Anthony - Astute observation on your Dad's part. Tell your Dad and Mum I say "Hi" by the way. Oddly enough, the distressed look has its seminal point of origin in the photo of Jacqueline Kennedy witnessing LBJ's swearing the oath of office on Air Force One. I was, like, seven at the time and it had a REAL impact because she looked so much like Mrs. Bisgould, one of the teachers at Forest Hill School. Who later became my teacher but who wasn't at the time. Mrs. Bisgould was always happy, so an unhappy Mrs. Bisgould became a genetic memory. Lots of pictures of Jaka with that anguished profile.
Of course, I know now that Mrs. Bisgould looked like Jacqueline Kennedy. All the women imitated Jackie's Marilyn Monroe "do" she adopted after Marilyn died (which is sincerely creepy: odd that no one remarks on it).
Bury the lede! Postage stamp -- oh, yeah, we heard about that before, didn't we?
Scrudder...Scrudder is just an odd guy, huh?
And let me say to Jesus (and anyone else featured in the update this week), if you've got a comic that's not getting looked at elsewhere, contact me and I'll take a look at it over at the Atomic Junk Shop, still the only place (I think) to find an online review of Cerebus in Hell? 0!
Go ahead, email me at atomicjunkshoptravis at outlook.com, with either a link to your comic or a PDF or something.
/end shameless self promotion
Scrudder is Mr. Mercury. I think that explains it all.
Freddie?
You don't know about his mercury story?
No, haven't heard. I'm guessing, just from these couple of phone messages, that he consumed it? ;)
John had a glass jar filled with mercury from his...grandfather's(?) jewelry store. The glass jar filled with mercury was on the top shelf of a bookcase. (Yeah, I see from the look on your face, you can tell where this is headed.)

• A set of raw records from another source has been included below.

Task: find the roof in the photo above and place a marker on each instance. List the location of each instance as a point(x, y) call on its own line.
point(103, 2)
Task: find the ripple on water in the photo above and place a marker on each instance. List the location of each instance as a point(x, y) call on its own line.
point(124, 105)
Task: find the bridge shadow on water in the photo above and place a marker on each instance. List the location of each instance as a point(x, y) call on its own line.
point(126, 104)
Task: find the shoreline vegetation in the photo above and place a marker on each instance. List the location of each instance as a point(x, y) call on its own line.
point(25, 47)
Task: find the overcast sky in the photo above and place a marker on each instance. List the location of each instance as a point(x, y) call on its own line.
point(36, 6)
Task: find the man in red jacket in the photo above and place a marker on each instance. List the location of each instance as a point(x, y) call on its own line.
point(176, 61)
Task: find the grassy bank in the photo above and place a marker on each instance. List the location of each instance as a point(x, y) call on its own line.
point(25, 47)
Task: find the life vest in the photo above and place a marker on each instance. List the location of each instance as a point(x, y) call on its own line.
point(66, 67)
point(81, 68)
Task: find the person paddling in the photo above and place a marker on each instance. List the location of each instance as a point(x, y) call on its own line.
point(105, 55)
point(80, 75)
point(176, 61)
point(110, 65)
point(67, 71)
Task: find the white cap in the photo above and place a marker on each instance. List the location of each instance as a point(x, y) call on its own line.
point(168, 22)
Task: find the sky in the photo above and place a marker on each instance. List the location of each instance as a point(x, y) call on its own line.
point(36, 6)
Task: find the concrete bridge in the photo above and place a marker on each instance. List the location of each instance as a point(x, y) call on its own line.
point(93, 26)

One day, John was moving stuff around, or something, and the bookcase with a glass jar filled with mercury on top of it got knocked over. The glass jar filled with mercury hit the floor. The glass jar filled with mercury broke.

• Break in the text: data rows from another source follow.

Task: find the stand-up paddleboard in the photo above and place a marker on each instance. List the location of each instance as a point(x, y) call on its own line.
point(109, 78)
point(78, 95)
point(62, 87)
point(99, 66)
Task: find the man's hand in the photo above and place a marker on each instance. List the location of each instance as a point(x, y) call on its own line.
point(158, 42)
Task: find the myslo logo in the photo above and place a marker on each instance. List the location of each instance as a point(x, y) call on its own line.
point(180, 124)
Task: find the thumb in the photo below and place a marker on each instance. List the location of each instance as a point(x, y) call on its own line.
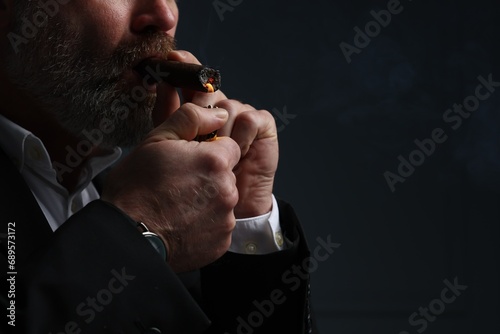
point(189, 121)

The mercury, which just recently had been in a glass jar on the top shelf of the aforementioned bookcase, immediately dissipated. John's efforts to "clean it up" were in vain.
John and his housemates had to get immediate medical treatment. John's housemates were not (NOT) happy campers. The EPA was called out to clean up the toxic site and ordered the house to be gutted. Nothing but walls.
At this point, John's former housemates were no longer his housemates.
God knows, I've done some stupid things in my life, but I've never kept a glass jar filled with mercury on the top shelf of a bookcase.
That's the story of Mr. Mercury. BTW, this story has been told, publicly, before. So, I'm not violating any EPA gag order or anything.
Yow! That explains a lot, though. "Here, sonny, have a jar of quicksilver, it'll cure what ails ya!"